Lines formed mid point of sides and cevians from opposite point are concurrent $AD, BE, CF$ are three concurrent lines in $\triangle ABC$ meeting opposite sides in $D, E, F$ respectively. Show that the joins of the midpoints of $BC, CA, AB$ to the midpoints of $AD, BE, CF$ are concurrent.  

(Should be done by Ceva's theorem, Menelaus theorem, Stewart's theorem) 
I tried by using trig form of Ceva's theorem and tried to do something similar to Cevian nests proof by connecting A'B'C' triangle but I failed. So please consider giving a hint or something and post the answer later on if I need it. 
Source:CTPCM
 A: Hints: 
(1) 
Pick 2 vectors e.g. 
$\overrightarrow{AB}$ and $\overrightarrow{AC}$
as a basis in the plane, and express all other vectors $\overrightarrow{AX}$ as linear combination of them (where X is any point on this drawing or whichever of the points you need to involve in your solution).    
This means, for any point X you should be able to find 2 numbers $k_1, k_2$ such that 
$\overrightarrow{AX} = k_1 \overrightarrow{AB} + k_2 \overrightarrow{AC}$ 
Then it's all a matter of picking good start (number) parameters and playing with the equations.  
Good parameters maybe are: 
AF:FB = a -> number   
AE:EC = b -> number 
Then BD:DC you can express in terms of a,b using Ceva.  
(2) Denote: 
$point\ S_1 = A'D' \cap B'E'$ 
$point\ S_2 = A'D' \cap C'F'$ 
Prove that $\overrightarrow{AS_1} = \overrightarrow{AS_2}$
If you do this, it would mean the points $S_1$ and $S_2$ coincide.  
My high school math is rusty but that (or similar) should be the general idea.   
(3)
Also, for arbitrary points in the plane ABCD, prove and use this lemma: 
$\overrightarrow{FE} = 1/2 (\overrightarrow{CA} + \overrightarrow{DB})$ 
(on the drawing below F and E are midpoints). 
Seems it might be useful for this problem.  

A: Look at the drawing here.    

What do we have?   
$AD,BE,CF$ - they intersect in a single/common point - point $O$
$A'$ - midpoint of $BC$
$B'$ - midpoint of $CA$
$C'$ - midpoint of $AB$ 
$D'$ - midpoint of $AD$
$E'$ - midpoint of $BE$
$F'$ - midpoint of $CF$ 
From Ceva's theorem for triangle $ABC$ we get: 
$$\frac{AF}{FB}\frac{BD}{DC}\frac{CE}{EA} = 1 \tag{1}$$ 
Now the trick is to realize that:
$$\frac{B'F'}{F'A'} = \frac{AF}{FB} \tag{2}$$
$$\frac{C'D'}{D'B'} = \frac{BD}{DC} \tag{3}$$
$$\frac{A'E'}{E'C'} = \frac{CE}{EA} \tag{4}$$ 
Why is this so?   
Because $B'C' || BC$   , $C'A' || CA$ and  $A'B' || AB$
so these relations follow from the Intercept theorem.     
Multiplying the last 3 equations and using $(1)$ we get:  
$$\frac{B'F'}{F'A'}\frac{C'D'}{D'B'}\frac{A'E'}{E'C'} = \frac{AF}{FB}\frac{BD}{DC}\frac{CE}{EA} = 1$$ 
Thus:  
$$\frac{B'F'}{F'A'}\frac{A'E'}{E'C'}\frac{C'D'}{D'B'} = 1 \tag{5}$$
Now using the inverse Ceva's theorem (for the triangle $A'B'C'$ and for the points $D', E', F'$), we can conclude from $(5)$ that the three lines  $A'D', B'E', C'F'$ intersect at a single/common point.

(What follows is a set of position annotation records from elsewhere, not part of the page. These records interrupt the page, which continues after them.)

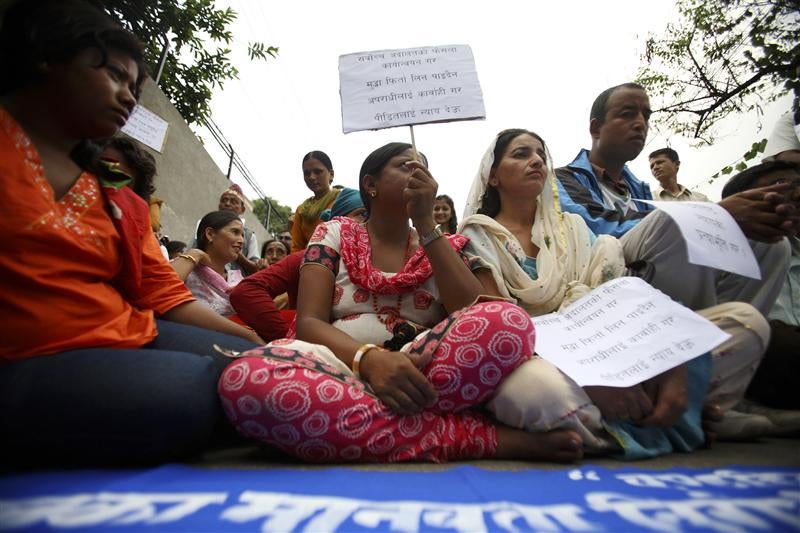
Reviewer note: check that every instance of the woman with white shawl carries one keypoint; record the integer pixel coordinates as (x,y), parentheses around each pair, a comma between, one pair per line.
(523,247)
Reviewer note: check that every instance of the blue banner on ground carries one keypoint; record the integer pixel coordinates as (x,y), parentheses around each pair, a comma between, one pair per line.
(176,498)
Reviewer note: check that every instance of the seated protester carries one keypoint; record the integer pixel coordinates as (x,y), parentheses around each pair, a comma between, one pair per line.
(259,297)
(107,357)
(220,237)
(444,214)
(127,157)
(599,187)
(175,248)
(318,175)
(523,247)
(778,378)
(233,200)
(334,395)
(273,251)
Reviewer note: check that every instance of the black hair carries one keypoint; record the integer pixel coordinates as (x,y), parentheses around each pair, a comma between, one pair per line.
(669,152)
(600,103)
(215,220)
(746,179)
(373,165)
(141,162)
(490,201)
(264,247)
(322,157)
(452,224)
(37,32)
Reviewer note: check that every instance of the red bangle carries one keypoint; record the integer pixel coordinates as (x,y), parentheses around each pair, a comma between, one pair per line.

This is what we had to prove hence the problem is solved.     
A: I would do this using Cartesian coordinates.  Given any triangle, we can set up a coordinate system with origin at one vertex and x-axis along one side.  In that coordinate system, the vertices of the triangle are at (0, 0), (a, 0), and (b, c) for some numbers, a, b, and c.  The midpoints of the three sides are (a/2, 0), (b/2, c/2), and ((a+b)/2, c/2).
The medians are given by y= ((a+b)/c)x, y= (2c/(2b-a))x+ 2c/(a-2b), and y= (ac/(4b-2a))x+ ac/(2a-4b).   Show that the solutions to any two of those equation are the same.